I have done a bit of analysis with a corpus of ~2000 scripts, including all of the ones from here. My approach is quite simple, using some basic Python code:
- Use
json.load()
to read the the file from disk - Extract just the actions from the resulting dict - we don’t care about the metadata - and save them as a Pandas dataframe. From this point it’s quite simple to calculate metrics for each script. This thread is quite useful for speed calculations.
- For calculating the compression ratio:
- Convert the timestamps to time deltas - many scripts don’t start at the first frame, and the timestamps contain a lot of redundant information that could bias the compressibility.
- Export the time delta and position columns to csv (without an index column or header row)

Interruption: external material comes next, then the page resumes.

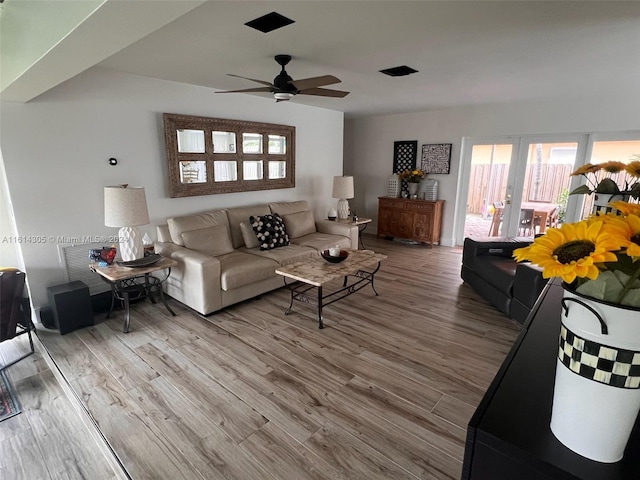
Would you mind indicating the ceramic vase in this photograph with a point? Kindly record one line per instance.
(412, 188)
(596, 396)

- Zip the resulting csv file, using the highest level of LZMA compression, and take the ratio of the zipped csv file size to the original file size
Although most of the values fall in a fairly narrow range, there is quite a bit a variation in compression ratio (capped at 0.30 in the figure here for readability):
At the lower end, there tend to be more beat-based CH-style scripts like this, with only occasional changes of stroke speeds and stroke lengths:
https://discuss.eroscripts.com/t/ch-red-light-green-light-softcore/74604
In the middle, around the 0.06 mark, there are scripts like this one, which have a bit more variety but which still contain some fairly long regular sections:
https://discuss.eroscripts.com/t/cock-hero-dream-girls/13893
Extremely short scripts (less than 1 minute) don’t compress very well due to the overhead in the compression algorithm. If we ignore those, then at the upper end of the scale are scripts like this one, which tend to be slower, more action-based, and have quite varied stroke speed and stroke length:
https://discuss.eroscripts.com/t/stop-and-go-take-two/52840
There are many other metrics you can look at, and each one favours different kinds of scripts. E.g. stroke length standard deviation has a distribution like this:
The big peak at 0 consists of all the fap hero scripts, which use full strokes throughout. At the very top end is this one, which makes extensive use of little bounces at the ends of longer strokes:
https://discuss.eroscripts.com/t/katesplayground-nirvana/138806
Turning it down a bit to about 35, you get mostly PMVs, e.g.
https://discuss.eroscripts.com/t/thots-vs-e-girls-script-request-fulfilled/153162
In theory, it ought to be possible to calculate lots of metrics like these and feed them into some sort of recommender system, which would make it easier for site users to discover new scripts in line with other scripts they liked.